Of course the square modulus of $c_{12}$, $c_{13}$, ... will be bigger for bigger tunnelling amplitudes $T$ because the presence of tunnelling favours delocalization.

I suspect that, when tunnelling $T$ is present, the ground state is indeed unique and has the following expression:

$$ |E_0\rangle = \frac{1}{\sqrt{2}}\left(|(1*)\rangle + |(2*)\rangle \right) $$ This ground state can therefore be seen as an equally-weighted superposition of two states, $|(1^*)\rangle$ and $|(2^*)\rangle$ which, in turn, are a superposition of Fock states whose wideness is bigger if $T$ is bigger.

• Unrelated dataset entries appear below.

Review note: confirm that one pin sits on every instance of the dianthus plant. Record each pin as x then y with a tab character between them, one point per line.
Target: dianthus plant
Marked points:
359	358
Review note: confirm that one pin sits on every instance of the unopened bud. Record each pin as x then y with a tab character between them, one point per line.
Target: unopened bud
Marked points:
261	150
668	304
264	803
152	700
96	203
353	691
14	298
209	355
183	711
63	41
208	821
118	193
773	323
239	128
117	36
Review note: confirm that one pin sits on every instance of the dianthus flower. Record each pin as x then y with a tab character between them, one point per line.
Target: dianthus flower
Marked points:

Question 2: is this reasoning correct?

Answer 1

Question 1: If $T = 0$, then the Hamiltonian is diagonal in the Fock state basis. If $U < 0$ is attractive, then the two Fock states with lowest energy are $|0, N\rangle$ and $|N, 0\rangle$. The ground state subspace is therefore a two-dimensional Hilbert space spanned by these two states. Any linear combination $|E_0\rangle = \alpha |0, N\rangle + \beta |N, 0\rangle$ is a ground state of the system, exactly as you wrote.

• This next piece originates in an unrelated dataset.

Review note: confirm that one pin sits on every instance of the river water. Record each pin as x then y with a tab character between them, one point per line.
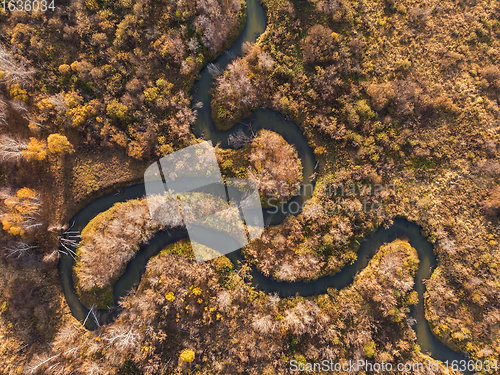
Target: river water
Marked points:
261	119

Question 2: What happens with weak tunnel coupling? Let's think about a simple example, with $N = 2$.$|0, 2\rangle$ and $|2, 0\rangle$ are degenerate with $T=0$, and for $T > 0$ they are both off-resonantly coupled to $|1, 1\rangle$. If $T$ is very small, then the population in $|1,1\rangle$ can be neglected and $|0,2 \rangle$ is effectively resonantly coupled to $|2, 0\rangle$ through a (weak) second-order process. The ground-state manifold, which previously was spanned by two degenerate states $|0, 2\rangle$ and $|2, 0\rangle$, is now perturbed by this weak resonant coupling which creates new eigenstates $(|0, 2\rangle \pm |2, 0\rangle)/\sqrt{2}$. The splitting between these two eigenstates will be given by the strength of this second order coupling.

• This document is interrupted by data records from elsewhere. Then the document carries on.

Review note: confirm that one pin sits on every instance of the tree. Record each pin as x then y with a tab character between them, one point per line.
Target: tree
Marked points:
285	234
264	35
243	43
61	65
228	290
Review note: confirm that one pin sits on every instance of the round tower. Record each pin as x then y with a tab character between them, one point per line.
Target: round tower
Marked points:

For $N > 2$, the same principle applies, but now the resonant coupling between $|0, N\rangle$ and $|N, 0\rangle$ is determined by an $N$-th order process, so its strength will be suppressed accordingly. However, the ground state manifold will still be diagonalized as $(|0, N\rangle \pm |N, 0\rangle)/\sqrt{2}$, with increasingly small splitting for large $N$. Therefore technically there will be a well-defined unique ground state, which will be a superposition of $|0, N\rangle$ and $|N, 0\rangle$.

Side note: This same principle applies in many examples corresponding to a quantum phase transition into a symmetry-broken phase. For example, consider a quantum Ising model, $H = J \sum_i \sigma^{(i)}_x + V\sum_{i} \sigma_z^{(i)}\sigma_z^{(i+1)}$. Let's take $V < 0$, so the ferromagnetic case. If $J = 0$, then there are two degenerate ground states: $|\downarrow\rangle^{\otimes N}$ and $|\uparrow\rangle^{\otimes N}$. With small coupling $J > 0$, then the same principle applies: these two states are resonantly coupled by an $N$-th order off-resonant process, so technically they diagonalize into a symmetric and antisymmetric superposition, split by a very small energy.